In practical applications of linear programming, a significant issue is that the coefficients of a linear programming problem may not be known exactly. This research monograph discusses three approaches to the problem, including interval linear programming, linear programming with polyhedral set coefficients, and fuzzy linear programming. Two other approaches not discussed in this volume are stochastic linear programming and the robust optimization approach of Ben-Tal and Nemirovski [1].

In the first chapter, Fiedler provides a review of linear algebra and matrix theory. Chapters two and three, by Rohn, discuss systems of linear inequalities and linear programming problems in which the coefficients are inexact but lie within specified intervals. In chapter four, Nedoma and Ramik discuss a more general model in which the coefficients of the problem lie in polyhedral uncertainty sets instead of intervals. In chapter five, Ramik discusses linear programming with coefficients described by fuzzy sets. The final chapter by Zimmerman is on optimization over max-algebras.

The exclusion of stochastic linear programming is understandable since stochastic optimization is a well established subject with its own literature. However, the exclusion of any serious discussion of the work of Ben-Tal and Nemirovski on robust optimization with elliptical uncertainty sets is not justifiable. Their research has generalized earlier work on interval linear programming to a more general class of uncertain coefficients in sets defined by the intersections of ellipsoids and extended the approach from linear programming to a broader class of conic optimization problems. Without a discussion of the work of Ben-Tal and Nemirovski, this book can not be considered an up-to-date survey of methods for linear optimization problems with inexact data.

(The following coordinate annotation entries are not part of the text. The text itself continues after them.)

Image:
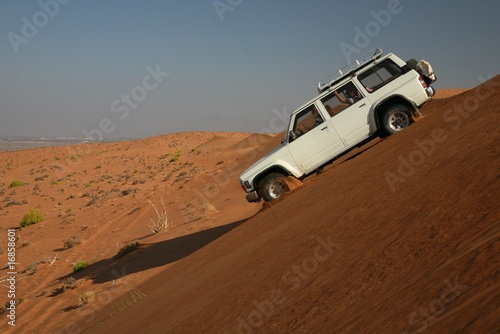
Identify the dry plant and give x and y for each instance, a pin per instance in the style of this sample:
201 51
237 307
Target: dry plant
86 297
160 222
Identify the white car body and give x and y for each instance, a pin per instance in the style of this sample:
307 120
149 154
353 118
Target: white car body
357 121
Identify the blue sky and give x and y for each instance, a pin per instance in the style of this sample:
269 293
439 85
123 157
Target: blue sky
143 68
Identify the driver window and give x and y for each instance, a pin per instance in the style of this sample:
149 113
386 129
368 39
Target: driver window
307 120
341 98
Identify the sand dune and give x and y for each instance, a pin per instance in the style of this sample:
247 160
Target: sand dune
401 238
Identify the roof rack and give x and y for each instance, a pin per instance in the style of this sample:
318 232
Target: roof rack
329 80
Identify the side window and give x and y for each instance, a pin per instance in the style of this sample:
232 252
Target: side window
341 98
307 120
379 75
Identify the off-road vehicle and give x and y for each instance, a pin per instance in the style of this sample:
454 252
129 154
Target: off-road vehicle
376 95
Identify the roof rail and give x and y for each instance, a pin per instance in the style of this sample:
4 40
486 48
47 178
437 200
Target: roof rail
329 80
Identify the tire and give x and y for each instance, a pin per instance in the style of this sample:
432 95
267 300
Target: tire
396 118
273 186
412 63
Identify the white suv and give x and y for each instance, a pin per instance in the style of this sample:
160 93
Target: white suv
377 95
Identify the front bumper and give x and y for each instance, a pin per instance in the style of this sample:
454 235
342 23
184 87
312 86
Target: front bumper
430 91
253 197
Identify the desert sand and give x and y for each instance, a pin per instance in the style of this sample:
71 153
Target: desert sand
400 236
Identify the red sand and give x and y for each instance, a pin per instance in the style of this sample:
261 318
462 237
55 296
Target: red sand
401 238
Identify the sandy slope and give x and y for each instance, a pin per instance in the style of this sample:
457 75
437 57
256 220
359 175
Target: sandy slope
401 238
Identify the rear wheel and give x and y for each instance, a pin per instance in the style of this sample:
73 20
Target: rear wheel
396 118
273 186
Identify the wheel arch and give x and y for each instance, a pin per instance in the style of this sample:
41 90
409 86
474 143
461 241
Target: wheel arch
273 169
378 111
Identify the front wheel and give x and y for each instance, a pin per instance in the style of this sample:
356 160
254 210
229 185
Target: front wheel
273 186
395 119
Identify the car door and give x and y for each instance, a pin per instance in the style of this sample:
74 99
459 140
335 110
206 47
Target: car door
313 139
349 110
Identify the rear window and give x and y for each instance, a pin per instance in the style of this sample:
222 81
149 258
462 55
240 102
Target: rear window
379 75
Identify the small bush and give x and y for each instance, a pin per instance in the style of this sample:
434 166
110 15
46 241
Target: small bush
160 222
31 217
79 266
86 297
16 183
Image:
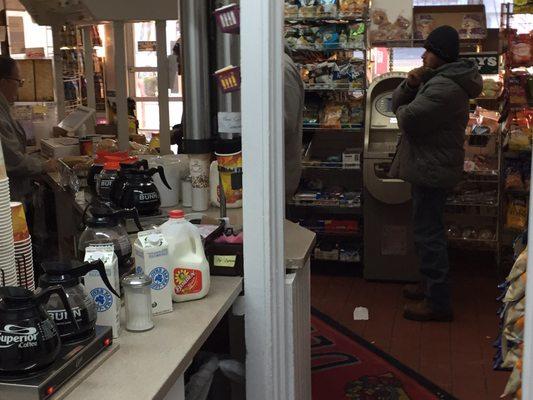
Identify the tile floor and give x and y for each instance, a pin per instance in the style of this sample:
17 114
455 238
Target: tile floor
456 356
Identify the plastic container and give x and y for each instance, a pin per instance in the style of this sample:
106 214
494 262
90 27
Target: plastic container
188 264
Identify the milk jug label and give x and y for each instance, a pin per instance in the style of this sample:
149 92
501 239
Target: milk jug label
187 281
160 278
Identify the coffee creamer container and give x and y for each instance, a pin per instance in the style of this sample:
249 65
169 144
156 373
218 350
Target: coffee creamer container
152 258
107 305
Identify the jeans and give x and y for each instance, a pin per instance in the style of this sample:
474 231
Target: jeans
431 245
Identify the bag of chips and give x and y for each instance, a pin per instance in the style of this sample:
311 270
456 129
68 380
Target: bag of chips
332 115
515 380
513 179
517 289
519 267
517 215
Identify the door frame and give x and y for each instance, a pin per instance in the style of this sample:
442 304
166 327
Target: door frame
263 198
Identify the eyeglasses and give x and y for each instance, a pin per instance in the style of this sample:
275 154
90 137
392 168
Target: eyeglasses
20 81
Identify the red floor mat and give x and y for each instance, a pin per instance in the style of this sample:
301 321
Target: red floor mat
347 367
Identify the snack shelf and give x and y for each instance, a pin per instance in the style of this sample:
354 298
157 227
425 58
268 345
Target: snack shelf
517 154
348 234
340 87
514 192
458 204
328 208
483 173
330 49
492 242
333 262
344 127
327 18
311 165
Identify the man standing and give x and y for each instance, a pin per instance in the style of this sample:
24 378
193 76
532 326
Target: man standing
21 167
432 107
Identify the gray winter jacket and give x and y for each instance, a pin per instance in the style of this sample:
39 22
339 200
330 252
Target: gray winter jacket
433 120
20 166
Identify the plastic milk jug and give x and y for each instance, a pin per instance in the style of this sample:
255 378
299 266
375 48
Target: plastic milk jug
151 257
107 305
188 265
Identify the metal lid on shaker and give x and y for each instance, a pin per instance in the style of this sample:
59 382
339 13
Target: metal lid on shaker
135 281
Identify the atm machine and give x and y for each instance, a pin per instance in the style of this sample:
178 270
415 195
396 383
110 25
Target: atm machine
388 239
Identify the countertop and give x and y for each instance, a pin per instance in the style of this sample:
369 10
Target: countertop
147 364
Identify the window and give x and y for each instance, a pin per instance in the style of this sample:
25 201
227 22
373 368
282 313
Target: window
142 62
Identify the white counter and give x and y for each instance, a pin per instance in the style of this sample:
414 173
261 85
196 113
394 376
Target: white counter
148 364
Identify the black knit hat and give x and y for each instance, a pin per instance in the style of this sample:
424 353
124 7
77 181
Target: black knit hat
443 42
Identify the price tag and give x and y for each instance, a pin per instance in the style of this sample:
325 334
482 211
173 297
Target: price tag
225 261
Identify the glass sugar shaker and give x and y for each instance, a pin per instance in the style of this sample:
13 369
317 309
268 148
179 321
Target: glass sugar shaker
138 299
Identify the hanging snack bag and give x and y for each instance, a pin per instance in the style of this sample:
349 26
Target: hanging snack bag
521 51
332 115
517 215
356 36
350 8
515 380
517 289
519 266
327 8
308 8
513 179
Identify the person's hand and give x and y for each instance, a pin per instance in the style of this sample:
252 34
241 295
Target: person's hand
414 78
51 165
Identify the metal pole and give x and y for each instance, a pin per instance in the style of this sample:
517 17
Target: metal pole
121 85
162 85
196 79
89 71
59 88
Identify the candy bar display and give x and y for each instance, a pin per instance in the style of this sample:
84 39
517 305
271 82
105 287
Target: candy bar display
333 112
517 175
333 73
333 251
311 9
473 27
491 88
326 37
471 233
332 226
523 6
473 196
391 21
521 50
481 164
329 197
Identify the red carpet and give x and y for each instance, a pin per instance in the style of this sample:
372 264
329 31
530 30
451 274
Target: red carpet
347 367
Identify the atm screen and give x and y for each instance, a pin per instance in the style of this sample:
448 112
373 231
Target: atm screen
384 104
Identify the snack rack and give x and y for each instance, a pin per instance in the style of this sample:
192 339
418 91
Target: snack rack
517 112
329 199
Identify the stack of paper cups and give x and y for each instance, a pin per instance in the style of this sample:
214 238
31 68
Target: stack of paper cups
23 247
8 273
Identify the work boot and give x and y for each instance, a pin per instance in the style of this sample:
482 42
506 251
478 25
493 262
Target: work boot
414 291
423 312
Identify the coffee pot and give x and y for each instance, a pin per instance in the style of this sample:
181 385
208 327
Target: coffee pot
135 188
82 304
29 339
103 225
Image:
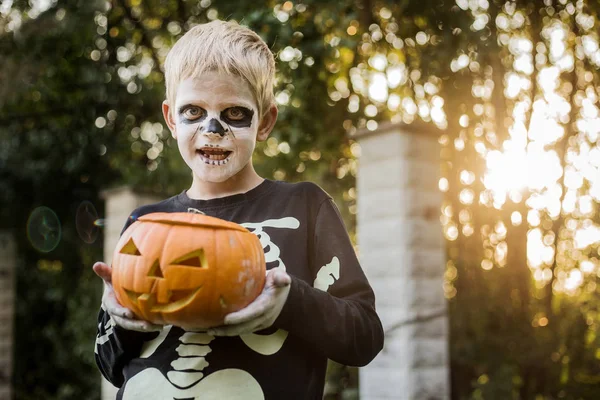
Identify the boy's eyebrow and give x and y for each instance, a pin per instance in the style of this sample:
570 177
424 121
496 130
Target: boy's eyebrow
222 106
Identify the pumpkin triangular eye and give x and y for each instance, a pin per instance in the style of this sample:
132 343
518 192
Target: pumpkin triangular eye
130 248
155 270
194 259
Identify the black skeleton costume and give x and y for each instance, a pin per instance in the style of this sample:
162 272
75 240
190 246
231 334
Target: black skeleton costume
330 311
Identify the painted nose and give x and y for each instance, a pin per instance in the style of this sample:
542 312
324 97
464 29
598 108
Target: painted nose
215 126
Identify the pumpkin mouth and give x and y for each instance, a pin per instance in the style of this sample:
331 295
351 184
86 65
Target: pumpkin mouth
214 155
178 299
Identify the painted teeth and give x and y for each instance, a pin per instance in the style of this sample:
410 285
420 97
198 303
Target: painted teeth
221 156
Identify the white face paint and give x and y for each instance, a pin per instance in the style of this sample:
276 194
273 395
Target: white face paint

Additional problems with the book relate to its structure as a collection of chapters written by different authors. The introductory chapter reviewing linear algebra and matrix theory contains a lot of material that is simply not referenced elsewhere in the book. Other chapters needlessly duplicate definitions and theory that have been developed elsewhere in the book. Connections between methods for interval linear programming problems and problems with polyhedral set coefficients are not made clear. The chapter on optimization over max-algebras by Zimmerman has little or no connection to the other chapters in the book.

Overall, this book fails in its goal of presenting "a comprehensive treatment of linear optimization with inexact data." However, the book may still be of interest to readers interested in the particular approaches that are treated by the authors.

**References**

[1] A. Ben-Tal and A. Nemirovski, Robust Optimization - Methodology and Applications, Mathematical Programming 92(2002):453-480.

Brian Borchers is a professor of Mathematics at the New Mexico Institute of Mining and Technology. His interests are in optimization and applications of optimization in parameter estimation and inverse problems.